When the pressure of 5 L of `N_(2)` is double and its temperature is raised from 300 K to 600 K, the final volume of the gas would be

To solve the problem, we will use the ideal gas law, which states that for a given amount of gas, the ratio of pressure (P), volume (V), and temperature (T) is constant.

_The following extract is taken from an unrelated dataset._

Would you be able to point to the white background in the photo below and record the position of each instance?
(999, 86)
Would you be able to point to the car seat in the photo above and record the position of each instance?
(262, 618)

The relationship can be expressed as: \[ \frac{P_1 V_1}{T_1} = \frac{P_2 V_2}{T_2} \] ### Step-by-Step Solution: 1. **Identify Initial Conditions**: - Initial volume, \( V_1 = 5 \, \text{L} \) - Initial temperature, \( T_1 = 300 \, \text{K} \) - Initial pressure, \( P_1 = x \) (let's assume it as \( x \)) 2. **Identify Final Conditions**: - Final temperature, \( T_2 = 600 \, \text{K} \) - Final pressure, \( P_2 = 2x \) (since the pressure is doubled) 3. **Set Up the Equation**: Using the ideal gas law, we can express the relationship between the initial and final states: \[ \frac{P_1 V_1}{T_1} = \frac{P_2 V_2}{T_2} \] 4. **Rearrange to Solve for Final Volume \( V_2 \)**: Rearranging the equation gives: \[ V_2 = \frac{P_1 V_1 T_2}{P_2 T_1} \] 5. **Substitute Known Values**: Substitute \( P_1 = x \), \( V_1 = 5 \, \text{L} \), \( T_2 = 600 \, \text{K} \), \( P_2 = 2x \), and \( T_1 = 300 \, \text{K} \): \[ V_2 = \frac{x \cdot 5 \cdot 600}{2x \cdot 300} \] 6. **Simplify the Equation**: The \( x \) terms cancel out: \[ V_2 = \frac{5 \cdot 600}{2 \cdot 300} = \frac{3000}{600} = 5 \, \text{L} \] 7. **Final Answer**: The final volume of the gas \( V_2 \) is \( 5 \, \text{L} \).